Die blonde Journalistin zieht mich zum Abschied in ihre Arme und grinst zufrieden. »Fand ich auch, und sorry nochmal wegen dem Thema vorhin, ich wollte dir nicht zu nahe treten«, entschuldigt sie sich. Meine Mundwinkel Zucken abwinkend und die Höhe. »Schon in Ordnung Maya. Es war sehr schön. Wir sollten dass definitiv wiederholen«, schlage ich vor und in ihren Augen macht sich ein funkeln breit. »Hundert Prozent, bis morgen Lillian!«
»Bis morgen!«
Ich winke ihr, bevor sie um die nächste Ecke verschwindet.

Ausatmend mache ich auf dem Absatz kehrt und schaue ein letztes Mal auf mein Telefon. Die Route bis zur nächsten U-Bahn zeigt nur fünf Minuten an. Das sollte ich also schaffen.

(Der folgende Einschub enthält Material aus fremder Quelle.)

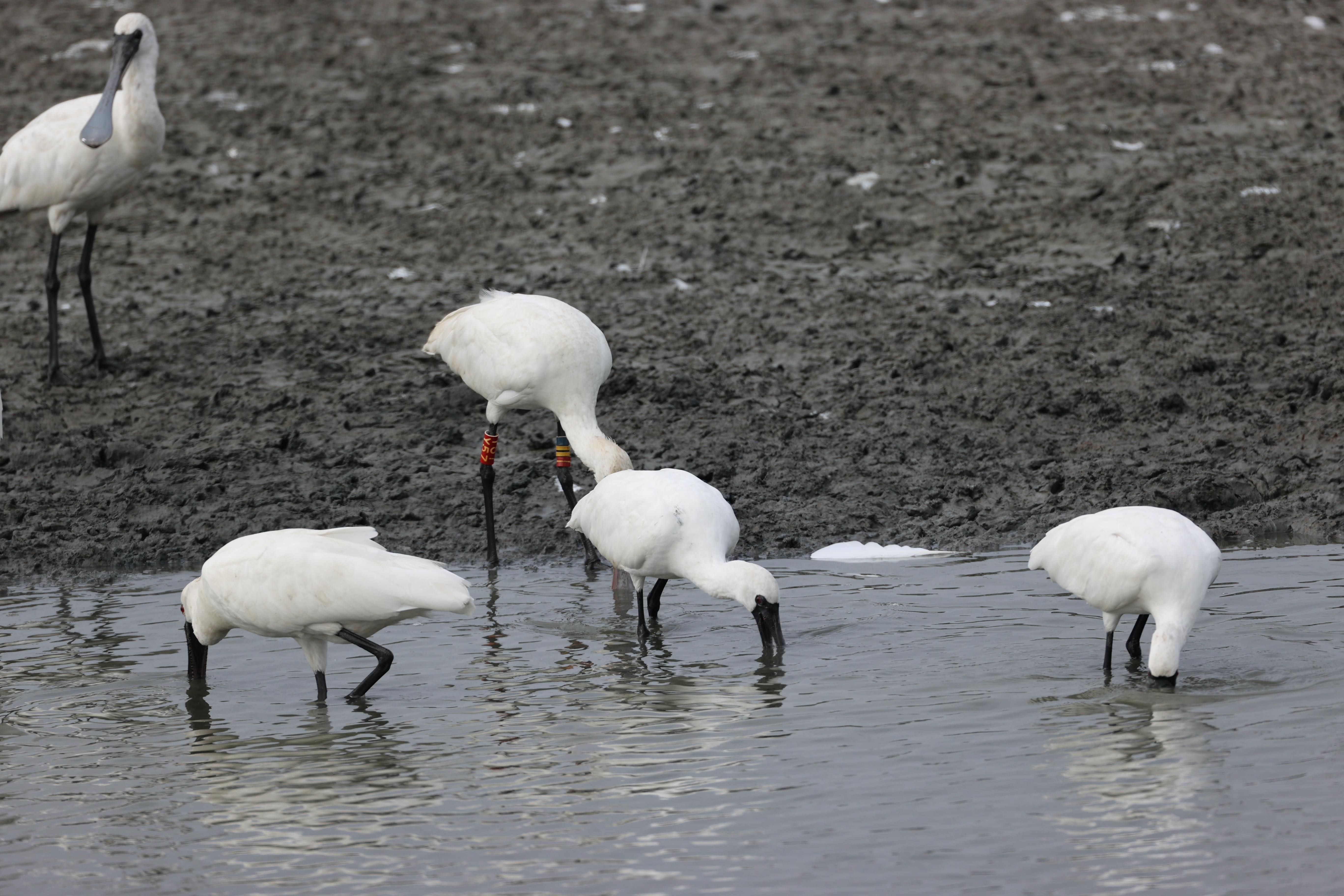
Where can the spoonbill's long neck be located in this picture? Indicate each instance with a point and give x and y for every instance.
(1170, 637)
(714, 577)
(599, 453)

Gerade als ich loslaufen will, fällt mir jemand ins Auge. Links im düsteren Schatten der Bäume verborgen, steht ein Mann. Seine Statur und sein Anzug kommen mir verdächtig bekannt vor. Schluckend halte ich inne und betrachte ihn. Es ist Kyle, der rauchend an der Fahrertür des schwarzen SUVs lehnt und mich über die Straße hinweg betrachtet. Es kann kein Zufall sein, dass er hier ist. Wieso sollte er so spät abends ausgerechnet vor dem Restaurant rauchen, in dem ich sitze? Es ergibt keinen Sinn. Ich schaue mich nervös um, doch niemand ist zu sehen. Als ich sicher bin das gerade kein Auto kommt, eile ich über die Straße in seine Richtung. Er lässt die Zigarette fallen, tritt sie mit seiner Schuhsohle aus und strafft seinen Anzug. Verdammt, der will sicher was von mir, sonst würde er hier nicht stehen. Ob Santino ihn geschickt hat? Aber wieso will er jetzt mit mir sprechen? Es sind fünf Wochen vergangen, in denen wir kein Wort mehr miteinander gewechselt haben.

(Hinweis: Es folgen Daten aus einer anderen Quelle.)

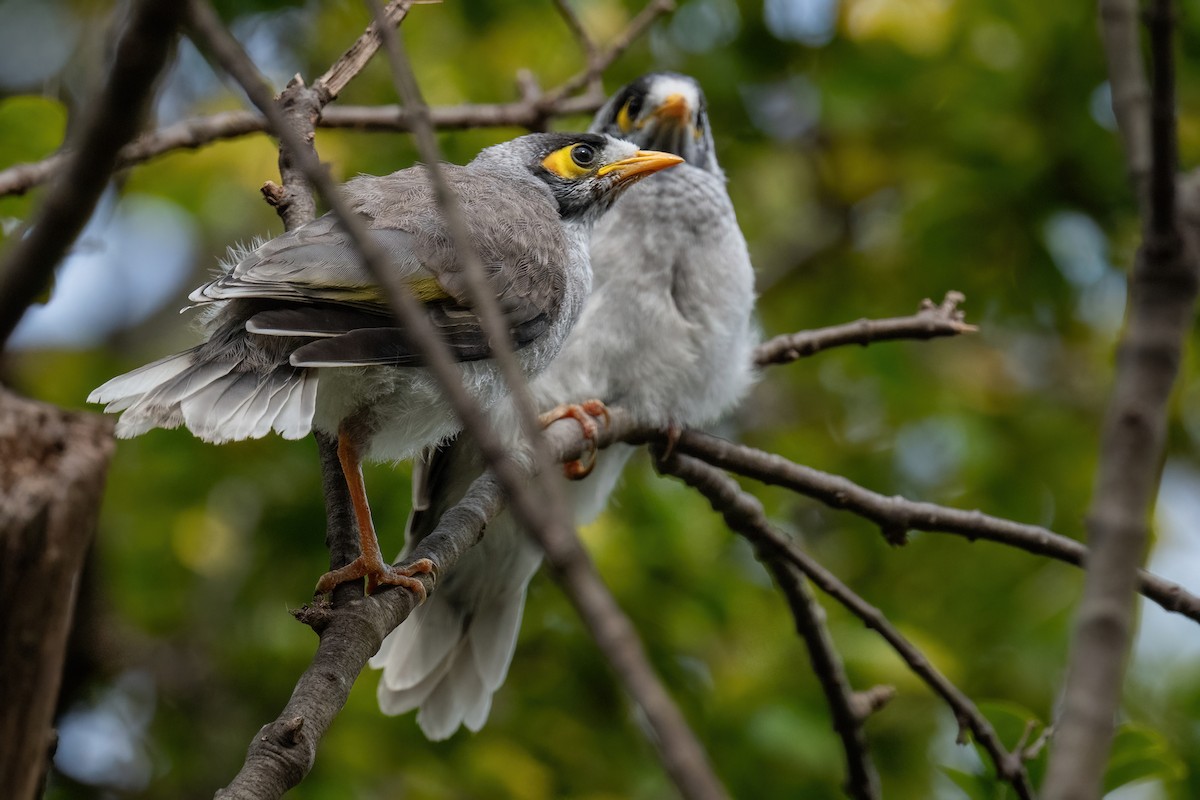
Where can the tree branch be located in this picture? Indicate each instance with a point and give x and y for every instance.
(283, 750)
(201, 131)
(597, 65)
(112, 118)
(931, 320)
(53, 465)
(744, 515)
(1161, 312)
(545, 513)
(1131, 91)
(357, 56)
(895, 516)
(862, 780)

»Kyle?«, spreche ich ihn an und mein heißer Atem steigt rauchend in die kalte Luft. Er öffnet mir die hintere Autotür ohne mich anzuschauen. »Steig ein«, fordert er monoton und in der Dunkelheit des Autos erkenne ich vage die Züge einer weiteren Person auf dem Rücksitz sitzen.